In various markets, open source has relentlessly driven prices down while boosting performance and customer value, as detailed by The 451 Group. Even as traditional vendors have struggled with a tight economy, open-source vendors have thrived.
In the process, has open source conditioned customers to expect more for less? Perhaps as little as $0.00?
The Linux market offers some clues.
IDC reported in 2009 that nonpaid Linux adoption had claimed a significant share of the Linux market, now as much as 50 percent, and counts as Red Hat's biggest competitor, be it unauthorized (i.e., unpaid for) use of Red Hat Enterprise Linux or CentOS, the RHEL clone.

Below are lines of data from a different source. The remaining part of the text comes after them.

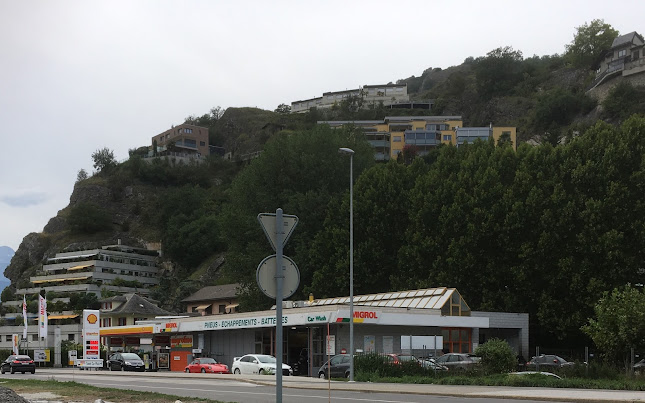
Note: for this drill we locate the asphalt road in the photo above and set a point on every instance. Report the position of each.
(233, 389)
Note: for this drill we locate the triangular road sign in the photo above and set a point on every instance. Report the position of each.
(267, 221)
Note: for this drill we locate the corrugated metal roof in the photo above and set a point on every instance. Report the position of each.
(429, 298)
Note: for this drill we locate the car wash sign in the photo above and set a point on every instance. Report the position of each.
(91, 339)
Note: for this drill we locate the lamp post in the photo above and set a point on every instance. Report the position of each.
(350, 152)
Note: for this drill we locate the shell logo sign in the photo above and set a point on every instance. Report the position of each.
(92, 319)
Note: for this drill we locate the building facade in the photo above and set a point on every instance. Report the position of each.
(421, 322)
(388, 94)
(390, 135)
(184, 140)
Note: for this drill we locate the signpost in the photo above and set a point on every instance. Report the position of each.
(278, 228)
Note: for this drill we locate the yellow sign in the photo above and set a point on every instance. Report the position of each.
(181, 341)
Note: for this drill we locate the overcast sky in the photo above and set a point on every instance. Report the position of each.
(77, 76)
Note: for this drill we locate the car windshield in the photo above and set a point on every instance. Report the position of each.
(266, 359)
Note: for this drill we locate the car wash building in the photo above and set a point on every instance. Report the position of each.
(421, 322)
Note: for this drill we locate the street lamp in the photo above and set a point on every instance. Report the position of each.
(350, 152)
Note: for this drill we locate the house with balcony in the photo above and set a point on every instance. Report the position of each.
(127, 309)
(213, 300)
(183, 141)
(117, 268)
(625, 58)
(395, 95)
(468, 135)
(390, 135)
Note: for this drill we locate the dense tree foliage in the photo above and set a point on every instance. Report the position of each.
(619, 323)
(590, 43)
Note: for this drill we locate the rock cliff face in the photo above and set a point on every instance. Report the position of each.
(121, 203)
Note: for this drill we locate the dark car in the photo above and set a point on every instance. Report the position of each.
(125, 362)
(337, 366)
(549, 361)
(458, 361)
(18, 363)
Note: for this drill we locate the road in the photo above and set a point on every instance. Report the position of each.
(231, 388)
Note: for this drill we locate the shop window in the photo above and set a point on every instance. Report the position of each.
(457, 340)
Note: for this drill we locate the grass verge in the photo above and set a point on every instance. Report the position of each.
(534, 380)
(74, 391)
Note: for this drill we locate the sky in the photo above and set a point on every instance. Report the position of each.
(77, 76)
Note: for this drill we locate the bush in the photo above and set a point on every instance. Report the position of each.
(496, 357)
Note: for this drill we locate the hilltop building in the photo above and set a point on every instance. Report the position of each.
(182, 141)
(625, 58)
(388, 94)
(390, 135)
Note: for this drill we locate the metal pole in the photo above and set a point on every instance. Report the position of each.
(351, 268)
(279, 277)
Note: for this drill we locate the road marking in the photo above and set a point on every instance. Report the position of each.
(353, 399)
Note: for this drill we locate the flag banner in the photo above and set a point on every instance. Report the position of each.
(42, 316)
(24, 316)
(15, 339)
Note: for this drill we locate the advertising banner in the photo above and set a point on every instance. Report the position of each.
(42, 316)
(91, 338)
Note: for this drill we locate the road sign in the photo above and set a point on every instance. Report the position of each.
(267, 221)
(266, 276)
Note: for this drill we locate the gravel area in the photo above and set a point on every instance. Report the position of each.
(9, 396)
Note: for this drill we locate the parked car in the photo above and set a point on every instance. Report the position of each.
(207, 365)
(337, 366)
(258, 364)
(125, 362)
(430, 363)
(548, 361)
(398, 359)
(18, 363)
(458, 361)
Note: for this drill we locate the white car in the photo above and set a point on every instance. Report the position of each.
(258, 364)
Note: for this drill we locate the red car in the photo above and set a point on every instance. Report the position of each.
(205, 365)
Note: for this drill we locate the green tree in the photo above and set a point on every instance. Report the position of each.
(498, 72)
(619, 323)
(103, 160)
(590, 43)
(496, 356)
(81, 176)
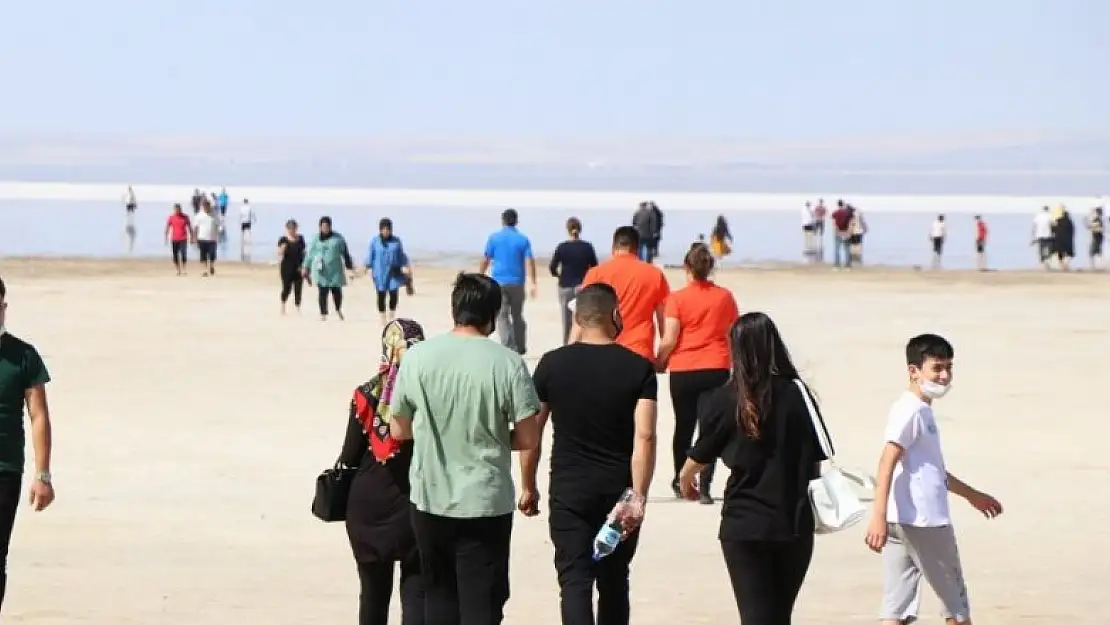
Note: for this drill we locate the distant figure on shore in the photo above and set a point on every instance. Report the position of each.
(937, 233)
(245, 221)
(389, 268)
(720, 239)
(646, 222)
(1097, 224)
(291, 250)
(569, 263)
(323, 264)
(179, 233)
(130, 204)
(510, 252)
(980, 242)
(1063, 233)
(1042, 237)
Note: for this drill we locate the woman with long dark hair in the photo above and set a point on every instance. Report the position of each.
(758, 424)
(377, 521)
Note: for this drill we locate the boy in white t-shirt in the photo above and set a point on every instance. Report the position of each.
(910, 524)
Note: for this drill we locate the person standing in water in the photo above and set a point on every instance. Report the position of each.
(179, 233)
(569, 263)
(387, 265)
(291, 250)
(23, 380)
(511, 253)
(323, 263)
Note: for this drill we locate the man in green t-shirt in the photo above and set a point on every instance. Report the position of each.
(467, 403)
(22, 381)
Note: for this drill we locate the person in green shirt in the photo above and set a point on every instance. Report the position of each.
(466, 403)
(22, 381)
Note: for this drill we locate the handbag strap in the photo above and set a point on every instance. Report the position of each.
(823, 434)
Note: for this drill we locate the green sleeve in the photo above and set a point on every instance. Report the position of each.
(525, 402)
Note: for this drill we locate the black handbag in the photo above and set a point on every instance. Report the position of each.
(333, 487)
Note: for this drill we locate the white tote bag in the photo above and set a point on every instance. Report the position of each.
(835, 495)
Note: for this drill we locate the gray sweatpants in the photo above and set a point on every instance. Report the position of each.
(511, 326)
(912, 552)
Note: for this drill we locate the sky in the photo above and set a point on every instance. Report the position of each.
(786, 70)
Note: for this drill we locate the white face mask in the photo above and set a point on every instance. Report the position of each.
(932, 390)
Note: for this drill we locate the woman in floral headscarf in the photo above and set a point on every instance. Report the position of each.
(377, 520)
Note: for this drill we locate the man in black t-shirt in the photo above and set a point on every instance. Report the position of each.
(601, 397)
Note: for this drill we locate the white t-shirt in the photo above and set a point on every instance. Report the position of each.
(208, 227)
(919, 489)
(938, 230)
(1042, 225)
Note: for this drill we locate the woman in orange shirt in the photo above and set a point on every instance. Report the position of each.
(695, 350)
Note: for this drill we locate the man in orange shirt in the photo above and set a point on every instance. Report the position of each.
(642, 292)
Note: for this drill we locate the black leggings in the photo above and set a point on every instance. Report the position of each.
(10, 487)
(292, 282)
(393, 300)
(375, 581)
(686, 387)
(766, 576)
(336, 298)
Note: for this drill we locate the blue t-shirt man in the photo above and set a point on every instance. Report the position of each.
(508, 250)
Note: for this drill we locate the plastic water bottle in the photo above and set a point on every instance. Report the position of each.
(608, 537)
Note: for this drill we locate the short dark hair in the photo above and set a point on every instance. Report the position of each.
(594, 304)
(626, 238)
(475, 300)
(925, 346)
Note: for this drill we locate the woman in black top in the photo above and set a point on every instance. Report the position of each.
(569, 263)
(379, 510)
(758, 424)
(291, 254)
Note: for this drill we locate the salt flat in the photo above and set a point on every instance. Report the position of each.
(191, 421)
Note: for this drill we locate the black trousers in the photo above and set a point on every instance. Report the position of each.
(573, 525)
(10, 489)
(465, 567)
(766, 577)
(292, 282)
(392, 296)
(336, 293)
(375, 580)
(686, 389)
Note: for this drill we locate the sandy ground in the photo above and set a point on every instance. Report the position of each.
(191, 421)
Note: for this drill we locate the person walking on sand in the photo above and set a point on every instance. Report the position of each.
(569, 263)
(323, 264)
(23, 380)
(937, 233)
(207, 234)
(245, 223)
(910, 523)
(695, 350)
(387, 265)
(759, 425)
(379, 520)
(291, 251)
(466, 403)
(179, 234)
(602, 402)
(980, 242)
(510, 252)
(642, 291)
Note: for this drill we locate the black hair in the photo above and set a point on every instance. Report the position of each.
(475, 300)
(925, 346)
(758, 356)
(626, 238)
(594, 304)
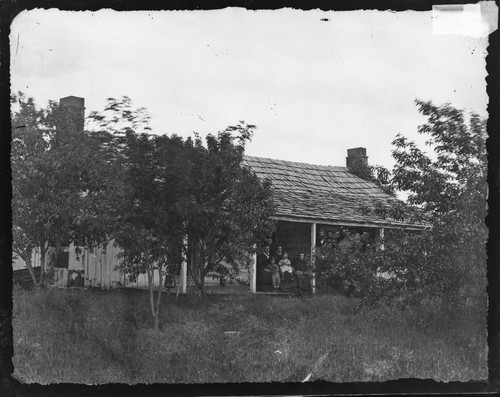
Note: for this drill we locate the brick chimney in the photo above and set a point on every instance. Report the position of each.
(73, 112)
(356, 156)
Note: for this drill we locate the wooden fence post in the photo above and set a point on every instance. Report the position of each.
(313, 249)
(184, 271)
(253, 271)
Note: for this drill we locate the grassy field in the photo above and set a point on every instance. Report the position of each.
(100, 337)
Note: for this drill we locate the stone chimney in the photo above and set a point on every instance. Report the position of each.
(73, 112)
(356, 156)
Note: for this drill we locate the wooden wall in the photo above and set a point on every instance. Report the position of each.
(294, 237)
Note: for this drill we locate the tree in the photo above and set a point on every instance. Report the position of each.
(450, 186)
(230, 208)
(447, 191)
(57, 175)
(151, 223)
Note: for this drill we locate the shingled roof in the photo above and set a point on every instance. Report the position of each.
(319, 193)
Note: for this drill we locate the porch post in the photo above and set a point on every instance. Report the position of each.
(253, 271)
(184, 271)
(313, 246)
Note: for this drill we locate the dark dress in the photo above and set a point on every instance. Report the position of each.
(264, 279)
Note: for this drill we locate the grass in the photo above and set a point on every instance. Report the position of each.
(106, 336)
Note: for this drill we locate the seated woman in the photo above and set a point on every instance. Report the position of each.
(286, 270)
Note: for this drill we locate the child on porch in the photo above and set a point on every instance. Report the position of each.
(275, 270)
(286, 265)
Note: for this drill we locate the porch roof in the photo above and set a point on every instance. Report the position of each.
(324, 194)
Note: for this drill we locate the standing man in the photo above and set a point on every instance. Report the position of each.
(262, 262)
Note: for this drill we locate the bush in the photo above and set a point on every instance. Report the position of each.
(433, 264)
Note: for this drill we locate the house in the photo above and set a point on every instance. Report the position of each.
(311, 197)
(308, 198)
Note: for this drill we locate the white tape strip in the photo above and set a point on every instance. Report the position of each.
(473, 20)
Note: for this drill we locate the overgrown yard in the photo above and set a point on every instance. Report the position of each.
(100, 337)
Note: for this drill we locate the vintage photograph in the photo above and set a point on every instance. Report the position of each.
(234, 195)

Red Hat continues to deliver exceptional quarterly earnings, and Novell's Linux business has also been growing strongly, suggesting "free" (as in freedom) doesn't necessarily mean "free" (as in bankruptcy).
And yet, an ever-greater share of the Linux market falls into the "nonpaid" category, growing by 1 percent each year, according to IDC.
While that may not seem like much, it (along with the ~50 percent nonpaid Linux data) suggests that enterprises are increasingly comfortable with Linux, and are willing to run it unsupported by any vendor.
While there's still plenty of room for Red Hat and other commercial Linux vendors to grow, especially as the overall Linux market's growth outpaces the 1 percent decline in paid adoption, this trend toward self-support (which trend is also evident in other mature open-source markets) could imply that charging for open-source bits (and packaging it as a subscription) may not be the ideal model in the long term.
The better the software, the less need for support. To get paid, vendors are going to highlight value well beyond software, and dressing up software as a subscription may not be enough.
This is certainly playing out in the cloud. Red Hat CEO Jim Whitehurst rightly declares that "the cloud belongs to Linux," but it's not clear what customers will pay for in the cloud.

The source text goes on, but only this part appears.